Hermitian symmetric space, flat bundle and holomorphicity criterion

TL;DR

This paper establishes criteria for harmonic maps from compact Kähler manifolds to Hermitian symmetric spaces to be holomorphic or anti-holomorphic, based on the properties of associated group representations and harmonic map theory.

Contribution

It provides new conditions under which harmonic maps into Hermitian symmetric spaces are holomorphic or anti-holomorphic, extending previous understanding in differential geometry and representation theory.

Findings

Criteria for harmonic maps to be holomorphic

Criteria for harmonic maps to be anti-holomorphic

Connection between group representations and harmonic map properties

Abstract

Let $K\backslash G$ be an irreducible Hermitian symmetric space of noncompact type and $\Gamma \,\subset\, G$ a closed torsionfree discrete subgroup.
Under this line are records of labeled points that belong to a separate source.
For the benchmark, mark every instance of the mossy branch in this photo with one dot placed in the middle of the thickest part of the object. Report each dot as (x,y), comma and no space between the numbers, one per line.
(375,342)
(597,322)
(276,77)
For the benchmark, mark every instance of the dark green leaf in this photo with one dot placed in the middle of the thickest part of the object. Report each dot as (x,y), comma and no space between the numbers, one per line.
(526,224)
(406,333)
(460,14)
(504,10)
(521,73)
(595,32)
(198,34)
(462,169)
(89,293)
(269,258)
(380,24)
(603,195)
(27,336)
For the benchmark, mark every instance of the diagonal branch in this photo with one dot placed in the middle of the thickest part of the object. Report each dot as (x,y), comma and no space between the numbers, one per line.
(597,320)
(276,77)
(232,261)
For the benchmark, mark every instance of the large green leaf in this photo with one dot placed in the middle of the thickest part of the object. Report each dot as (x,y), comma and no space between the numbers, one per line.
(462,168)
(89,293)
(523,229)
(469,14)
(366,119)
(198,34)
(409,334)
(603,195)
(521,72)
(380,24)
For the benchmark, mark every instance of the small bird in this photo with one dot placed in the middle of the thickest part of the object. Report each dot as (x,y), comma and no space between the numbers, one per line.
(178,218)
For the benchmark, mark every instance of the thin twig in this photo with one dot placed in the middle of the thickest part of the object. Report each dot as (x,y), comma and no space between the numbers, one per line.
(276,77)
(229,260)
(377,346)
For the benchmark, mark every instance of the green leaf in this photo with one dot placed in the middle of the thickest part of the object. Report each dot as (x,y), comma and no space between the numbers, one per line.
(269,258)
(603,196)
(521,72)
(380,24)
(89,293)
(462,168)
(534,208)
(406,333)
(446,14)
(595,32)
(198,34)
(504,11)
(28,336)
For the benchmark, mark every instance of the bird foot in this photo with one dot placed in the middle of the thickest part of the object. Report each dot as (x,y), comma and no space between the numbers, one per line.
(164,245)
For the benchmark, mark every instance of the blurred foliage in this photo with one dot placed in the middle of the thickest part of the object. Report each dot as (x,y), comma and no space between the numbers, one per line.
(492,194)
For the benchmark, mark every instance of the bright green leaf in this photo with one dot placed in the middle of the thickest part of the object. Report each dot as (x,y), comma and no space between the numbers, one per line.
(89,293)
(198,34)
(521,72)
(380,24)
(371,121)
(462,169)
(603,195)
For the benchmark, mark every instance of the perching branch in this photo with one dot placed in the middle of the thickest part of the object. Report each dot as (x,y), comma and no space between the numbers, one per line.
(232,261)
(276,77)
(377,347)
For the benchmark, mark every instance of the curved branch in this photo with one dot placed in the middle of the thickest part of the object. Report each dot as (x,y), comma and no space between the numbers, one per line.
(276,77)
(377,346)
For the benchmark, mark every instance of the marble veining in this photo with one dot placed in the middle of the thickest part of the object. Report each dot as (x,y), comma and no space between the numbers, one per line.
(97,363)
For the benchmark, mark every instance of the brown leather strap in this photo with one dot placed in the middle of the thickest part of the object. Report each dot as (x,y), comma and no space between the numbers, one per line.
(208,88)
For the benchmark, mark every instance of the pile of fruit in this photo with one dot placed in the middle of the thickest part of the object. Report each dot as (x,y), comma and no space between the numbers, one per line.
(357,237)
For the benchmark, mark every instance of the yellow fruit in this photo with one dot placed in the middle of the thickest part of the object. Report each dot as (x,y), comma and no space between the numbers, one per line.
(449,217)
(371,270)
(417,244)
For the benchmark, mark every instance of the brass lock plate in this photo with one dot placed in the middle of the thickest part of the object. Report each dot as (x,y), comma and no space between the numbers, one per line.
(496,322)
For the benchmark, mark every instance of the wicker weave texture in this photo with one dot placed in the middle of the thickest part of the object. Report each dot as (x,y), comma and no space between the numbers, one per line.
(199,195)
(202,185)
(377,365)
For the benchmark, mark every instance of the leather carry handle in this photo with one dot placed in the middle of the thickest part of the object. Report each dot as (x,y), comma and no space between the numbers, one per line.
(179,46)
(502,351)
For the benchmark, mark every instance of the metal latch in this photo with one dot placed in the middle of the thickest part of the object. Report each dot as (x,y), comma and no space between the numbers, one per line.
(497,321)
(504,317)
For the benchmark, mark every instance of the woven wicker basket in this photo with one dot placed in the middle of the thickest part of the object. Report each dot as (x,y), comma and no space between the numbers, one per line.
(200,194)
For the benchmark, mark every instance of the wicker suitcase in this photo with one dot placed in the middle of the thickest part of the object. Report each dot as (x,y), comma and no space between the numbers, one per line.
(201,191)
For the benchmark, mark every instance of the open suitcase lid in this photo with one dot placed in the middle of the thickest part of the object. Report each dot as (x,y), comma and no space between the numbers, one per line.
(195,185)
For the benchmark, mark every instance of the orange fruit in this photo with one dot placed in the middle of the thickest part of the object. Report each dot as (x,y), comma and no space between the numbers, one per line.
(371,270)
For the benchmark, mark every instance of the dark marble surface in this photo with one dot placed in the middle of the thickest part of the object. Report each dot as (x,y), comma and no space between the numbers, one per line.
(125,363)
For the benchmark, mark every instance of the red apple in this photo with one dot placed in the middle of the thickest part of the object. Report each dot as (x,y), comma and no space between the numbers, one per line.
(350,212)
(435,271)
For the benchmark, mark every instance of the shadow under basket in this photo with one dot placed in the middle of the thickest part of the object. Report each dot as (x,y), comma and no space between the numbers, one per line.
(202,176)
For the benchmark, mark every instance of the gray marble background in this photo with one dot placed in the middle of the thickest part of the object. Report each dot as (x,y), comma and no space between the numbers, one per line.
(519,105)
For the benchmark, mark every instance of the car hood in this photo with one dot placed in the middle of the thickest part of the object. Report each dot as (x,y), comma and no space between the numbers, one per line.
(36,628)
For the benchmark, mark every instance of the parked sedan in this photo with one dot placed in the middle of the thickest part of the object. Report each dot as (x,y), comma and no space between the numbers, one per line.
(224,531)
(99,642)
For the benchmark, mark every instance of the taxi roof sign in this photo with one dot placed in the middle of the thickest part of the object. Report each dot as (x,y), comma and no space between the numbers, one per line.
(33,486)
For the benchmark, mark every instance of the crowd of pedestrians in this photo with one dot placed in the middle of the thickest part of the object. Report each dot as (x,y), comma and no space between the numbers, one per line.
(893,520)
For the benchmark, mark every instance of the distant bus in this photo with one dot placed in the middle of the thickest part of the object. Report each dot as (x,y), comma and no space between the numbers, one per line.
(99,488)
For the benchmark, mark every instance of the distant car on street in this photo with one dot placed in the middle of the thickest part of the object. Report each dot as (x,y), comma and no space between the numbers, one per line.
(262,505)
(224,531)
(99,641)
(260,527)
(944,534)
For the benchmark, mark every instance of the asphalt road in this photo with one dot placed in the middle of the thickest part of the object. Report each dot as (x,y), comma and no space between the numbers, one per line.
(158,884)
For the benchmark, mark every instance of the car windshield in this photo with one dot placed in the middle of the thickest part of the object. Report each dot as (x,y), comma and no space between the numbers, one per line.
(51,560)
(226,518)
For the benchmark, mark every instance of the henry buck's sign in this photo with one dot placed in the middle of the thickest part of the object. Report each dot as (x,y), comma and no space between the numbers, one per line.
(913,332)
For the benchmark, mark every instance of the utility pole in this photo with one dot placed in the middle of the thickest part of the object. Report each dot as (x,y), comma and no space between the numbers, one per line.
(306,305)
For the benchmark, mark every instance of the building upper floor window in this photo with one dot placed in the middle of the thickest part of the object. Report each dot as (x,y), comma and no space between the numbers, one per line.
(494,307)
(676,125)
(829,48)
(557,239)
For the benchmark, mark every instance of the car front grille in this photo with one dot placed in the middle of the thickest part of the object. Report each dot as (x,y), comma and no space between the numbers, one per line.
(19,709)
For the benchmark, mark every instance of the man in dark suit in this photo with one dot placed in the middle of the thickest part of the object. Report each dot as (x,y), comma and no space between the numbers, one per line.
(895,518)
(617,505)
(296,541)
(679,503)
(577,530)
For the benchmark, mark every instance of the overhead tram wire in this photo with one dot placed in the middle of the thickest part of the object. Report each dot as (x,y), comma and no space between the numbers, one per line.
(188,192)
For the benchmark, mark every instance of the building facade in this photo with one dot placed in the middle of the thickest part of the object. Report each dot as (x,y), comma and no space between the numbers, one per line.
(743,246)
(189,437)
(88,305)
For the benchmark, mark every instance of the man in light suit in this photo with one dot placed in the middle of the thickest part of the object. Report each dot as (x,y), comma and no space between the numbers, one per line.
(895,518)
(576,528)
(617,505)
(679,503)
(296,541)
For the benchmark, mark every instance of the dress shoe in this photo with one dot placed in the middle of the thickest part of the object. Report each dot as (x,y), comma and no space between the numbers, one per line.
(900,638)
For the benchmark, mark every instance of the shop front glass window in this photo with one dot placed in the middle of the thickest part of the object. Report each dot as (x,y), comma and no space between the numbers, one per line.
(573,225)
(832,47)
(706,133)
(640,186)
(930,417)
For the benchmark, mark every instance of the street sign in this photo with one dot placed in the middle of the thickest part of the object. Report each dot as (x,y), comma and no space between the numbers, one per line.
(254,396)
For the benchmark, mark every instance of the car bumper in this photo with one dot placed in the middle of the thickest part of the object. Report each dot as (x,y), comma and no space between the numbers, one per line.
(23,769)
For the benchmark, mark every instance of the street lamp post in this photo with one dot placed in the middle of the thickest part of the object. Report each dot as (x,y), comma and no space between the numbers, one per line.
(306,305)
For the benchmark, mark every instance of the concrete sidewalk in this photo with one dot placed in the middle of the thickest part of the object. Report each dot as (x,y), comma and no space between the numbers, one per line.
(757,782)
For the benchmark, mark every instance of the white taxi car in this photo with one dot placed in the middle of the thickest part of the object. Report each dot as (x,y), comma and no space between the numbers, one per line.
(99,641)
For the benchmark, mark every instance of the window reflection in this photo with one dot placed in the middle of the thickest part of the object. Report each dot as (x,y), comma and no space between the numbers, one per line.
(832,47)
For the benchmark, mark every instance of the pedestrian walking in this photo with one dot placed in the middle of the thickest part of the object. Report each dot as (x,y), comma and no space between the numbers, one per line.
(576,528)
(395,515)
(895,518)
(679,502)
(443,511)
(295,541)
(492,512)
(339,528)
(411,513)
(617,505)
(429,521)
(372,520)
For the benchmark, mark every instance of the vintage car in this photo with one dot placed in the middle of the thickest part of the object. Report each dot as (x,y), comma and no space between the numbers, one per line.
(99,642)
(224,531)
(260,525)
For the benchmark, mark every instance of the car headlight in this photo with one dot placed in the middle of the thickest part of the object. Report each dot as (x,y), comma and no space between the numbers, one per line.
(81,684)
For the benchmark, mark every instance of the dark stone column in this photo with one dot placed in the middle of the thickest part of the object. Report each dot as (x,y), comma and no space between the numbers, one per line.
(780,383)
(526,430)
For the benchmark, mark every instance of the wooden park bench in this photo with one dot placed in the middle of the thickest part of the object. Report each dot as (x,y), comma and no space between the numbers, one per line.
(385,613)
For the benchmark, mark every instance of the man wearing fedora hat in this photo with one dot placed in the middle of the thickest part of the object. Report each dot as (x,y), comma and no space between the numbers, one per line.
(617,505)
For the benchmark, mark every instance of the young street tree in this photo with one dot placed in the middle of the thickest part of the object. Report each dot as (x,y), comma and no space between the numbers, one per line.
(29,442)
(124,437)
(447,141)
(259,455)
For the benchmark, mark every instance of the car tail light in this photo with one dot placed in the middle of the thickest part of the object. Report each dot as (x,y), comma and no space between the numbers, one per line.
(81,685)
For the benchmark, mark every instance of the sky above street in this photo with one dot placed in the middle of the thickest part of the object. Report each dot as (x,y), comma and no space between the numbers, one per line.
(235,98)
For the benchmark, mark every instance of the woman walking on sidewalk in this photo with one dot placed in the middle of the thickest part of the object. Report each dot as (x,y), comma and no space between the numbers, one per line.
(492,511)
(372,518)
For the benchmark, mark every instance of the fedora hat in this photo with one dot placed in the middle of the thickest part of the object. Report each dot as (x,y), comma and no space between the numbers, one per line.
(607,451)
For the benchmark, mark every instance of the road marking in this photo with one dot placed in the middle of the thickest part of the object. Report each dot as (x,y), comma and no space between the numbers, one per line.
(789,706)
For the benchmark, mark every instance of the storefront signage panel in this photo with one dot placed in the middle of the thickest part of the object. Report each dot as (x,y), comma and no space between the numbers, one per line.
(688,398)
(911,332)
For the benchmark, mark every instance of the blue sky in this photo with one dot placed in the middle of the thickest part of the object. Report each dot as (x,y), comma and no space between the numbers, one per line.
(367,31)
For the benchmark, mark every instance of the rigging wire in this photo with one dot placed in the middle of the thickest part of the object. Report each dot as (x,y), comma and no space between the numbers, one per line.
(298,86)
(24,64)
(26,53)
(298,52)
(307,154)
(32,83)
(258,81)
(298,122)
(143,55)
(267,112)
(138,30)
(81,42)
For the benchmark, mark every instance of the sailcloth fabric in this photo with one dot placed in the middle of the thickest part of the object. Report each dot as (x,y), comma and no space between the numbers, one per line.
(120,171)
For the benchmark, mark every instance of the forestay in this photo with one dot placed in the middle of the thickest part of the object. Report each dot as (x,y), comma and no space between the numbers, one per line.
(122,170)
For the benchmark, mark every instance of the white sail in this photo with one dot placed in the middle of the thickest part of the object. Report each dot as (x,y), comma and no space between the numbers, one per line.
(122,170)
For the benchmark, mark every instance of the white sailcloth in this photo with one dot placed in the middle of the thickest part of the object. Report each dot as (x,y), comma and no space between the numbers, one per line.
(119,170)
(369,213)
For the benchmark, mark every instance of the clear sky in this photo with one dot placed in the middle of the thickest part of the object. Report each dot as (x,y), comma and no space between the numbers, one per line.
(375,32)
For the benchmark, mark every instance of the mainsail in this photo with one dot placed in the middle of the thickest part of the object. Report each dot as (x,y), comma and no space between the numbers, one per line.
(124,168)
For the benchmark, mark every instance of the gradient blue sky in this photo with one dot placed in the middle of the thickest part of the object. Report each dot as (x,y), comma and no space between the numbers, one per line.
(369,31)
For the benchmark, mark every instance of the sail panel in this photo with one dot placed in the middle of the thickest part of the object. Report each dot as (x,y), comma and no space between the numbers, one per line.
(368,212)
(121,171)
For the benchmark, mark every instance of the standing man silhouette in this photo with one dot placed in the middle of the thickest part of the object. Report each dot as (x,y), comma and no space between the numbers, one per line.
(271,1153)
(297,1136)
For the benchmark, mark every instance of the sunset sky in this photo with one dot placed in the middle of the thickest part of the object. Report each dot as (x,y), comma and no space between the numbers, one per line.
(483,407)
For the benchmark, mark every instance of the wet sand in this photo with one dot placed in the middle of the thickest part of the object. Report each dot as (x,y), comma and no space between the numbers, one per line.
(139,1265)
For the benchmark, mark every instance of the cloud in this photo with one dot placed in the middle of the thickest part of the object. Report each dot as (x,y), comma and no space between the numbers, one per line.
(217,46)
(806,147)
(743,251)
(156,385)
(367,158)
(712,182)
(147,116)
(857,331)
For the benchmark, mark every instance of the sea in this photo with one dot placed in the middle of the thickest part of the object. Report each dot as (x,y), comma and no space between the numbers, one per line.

Let $X$ be a compact K\"ahler manifold and $\rho\, :\, \pi_1(X, x_0)\,\longrightarrow\, \Gamma$ a homomorphism such that the adjoint action of $\rho(\pi_1(X, x_0))$ on $\text{Lie}(G)$ is completely reducible. A theorem of Corlette associates to $\rho$ a harmonic map $X\, \longrightarrow\, K\backslash G/\Gamma$. We give a criterion for this harmonic map to be holomorphic. We also give a criterion for it to be anti--holomorphic.